A photograph is known as the best memorial thing to remind the histories that passed………
It is true that all these images are nice images that can reveal the passed experience of photograph’s owners, they are all pictures representing only happiness and good time.
On the contrary, there are way more intense and sorrowful photos such as……
“Pictures of the WAR”
During the war, it is hard to even think about finding a good picture because the picture of the war remains only fetal fact and blood. However, there is one in a million shot that became well-known in worldwide; “Wait for me, Daddy”
“Wait for me, Daddy”
It was a real picture taken during the WWII Era which is well-known as the ‘one in a million shot’.
When talking about the truth of the war, we all think about the loss, blood, death, and deconstruction. Hardly ever, people will infer to any deep meaning of the war. However, through the process of analyzing, I realize that it is not just a plain photograph representing the farewell between the father and son nor the line of Canadian troop, it is something worthwhile to remind the period of war.

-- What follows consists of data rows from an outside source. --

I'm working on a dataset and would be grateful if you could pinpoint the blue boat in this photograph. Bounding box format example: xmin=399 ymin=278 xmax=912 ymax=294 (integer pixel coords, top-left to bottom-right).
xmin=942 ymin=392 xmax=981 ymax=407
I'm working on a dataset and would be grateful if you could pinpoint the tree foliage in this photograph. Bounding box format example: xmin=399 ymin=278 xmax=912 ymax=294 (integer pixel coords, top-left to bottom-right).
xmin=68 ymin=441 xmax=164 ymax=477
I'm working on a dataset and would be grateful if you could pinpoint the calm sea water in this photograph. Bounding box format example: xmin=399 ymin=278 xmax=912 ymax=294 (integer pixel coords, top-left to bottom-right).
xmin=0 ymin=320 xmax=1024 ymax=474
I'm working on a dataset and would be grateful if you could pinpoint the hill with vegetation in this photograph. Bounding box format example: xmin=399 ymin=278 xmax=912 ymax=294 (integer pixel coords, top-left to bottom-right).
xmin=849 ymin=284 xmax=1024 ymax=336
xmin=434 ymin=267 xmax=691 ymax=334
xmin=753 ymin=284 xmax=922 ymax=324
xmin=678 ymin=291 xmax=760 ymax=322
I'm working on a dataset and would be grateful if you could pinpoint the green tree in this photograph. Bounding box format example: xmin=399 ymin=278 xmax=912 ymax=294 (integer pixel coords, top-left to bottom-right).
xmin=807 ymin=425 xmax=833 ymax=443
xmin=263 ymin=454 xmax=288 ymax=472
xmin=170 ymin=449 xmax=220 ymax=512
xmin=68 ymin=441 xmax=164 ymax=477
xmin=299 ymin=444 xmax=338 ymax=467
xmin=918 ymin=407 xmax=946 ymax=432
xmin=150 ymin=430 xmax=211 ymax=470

Claude P. “Dett” Detloff was born in 1899 in Chippewa Falls, Wisconsin and died on July 18, 1978, Vancouver, British Columbia, (Canada). He was an American photographer who gained fame for the picture which has become known as Wait for me, Daddy. Dettloff began his career with the Minneapolis Journal in 1923 and worked for eleven years with the Winnipeg Tribune. He joined the Vancouver Daily Province in 1936, becoming the chief photographer. Dettloff took the picture on October 1, 1940 as The British Columbia Regiment(Duke of Regiments Connaught’s Own) went to war. The picture appeared October 2, 1940 in Vancouver Daily Province. The picture was named one of ten best pictures of the 1940s by Life Magazine.
Background Information leading to the photograph: The threatening of Nazis towards Poland angered the British Empire and its commonwealth countries. Therefore, Britain declared war on Germany and it directly brought Canada into the world war. On October 1, 1940, Canadian soldiers marched to New Westminster to catch a waiting train to their secret destination.
Claude P. Dettloff, the photographer of this picture proudly presented his WWII photograph, because it later became the propaganda solving war conflict. Initially, this picture stunned the world about how the fact of war separates the members of family from each other. …
How does this image depict emotional factors of wars??
“the reaction of reaching hands of the children”
This photo became the popular awareness. People started to think how sadness it was to leave family behind and fight for chance of surviving.
“Warren ‘Whiteney’ Bernard, a boy in the picture, broke free from his mother and reached out for the hand of his father, Private Jack Bernard”
This states the emotional factor of sorrowfulness. What we can imply from the photograph is the loneliness the boy will face after his father leaves.
During the World War II Era, people sacrificed themselves to help in the war. It is stated that Canadians were not involved in battles over sea, yet due to the fact that Canada is British Commonwealth, Canadians have to sent many soldiers to carry on the war. Thus, this image became popular during that time because it represents how tragic the war separates members of family on each other.
“Essentially, this image is a mirror for Canadian society at the time.”
The photographer of the picture perhaps displays the importance of family relations because later on, this picture became a propaganda solving the war conflict.
Moreover, the little child’s interaction with his father may determine how he truly didn’t want his father to leave. The love between father and son seems to be the most relevant theme the photographer wants to emphasize.
Further,one may conclude that through closer analysis, the young child might not want his father to depart because he instinctively doesn’t look forward to take his father’s responsibilities in the war.
“Thereby, the cycle of people got pertained into the blitzkrieg will always go on and on through different generations.”
Although wars always provide national identity, they can lead to a state of depression, once it is all over. The fact that Canadians seem to be a minority group in the army doesn’t accommodate people to bound to the war. They didn’t still adore the challenge of fighting.
Therefore, it makes sense that this photo was claimed as the peace among the country and enacted as an iconic Second World War photo. The snapshot so powerfully captured the feeling of the time, which clarifies why it was subsequently featured in publications around the world.
However, do you think we can really stop the war? If it reveals the best way to gain power, why people will decide to suddenly quit doing it?
No peace existed during the war. As like on “Wait for me, daddy”, although it was lastly became the propaganda to resolve the war issues, wars are still present nowadays.
We can even infer that peace is the opposition of the wars. To reduce the wars means to bring more peace among people around the world.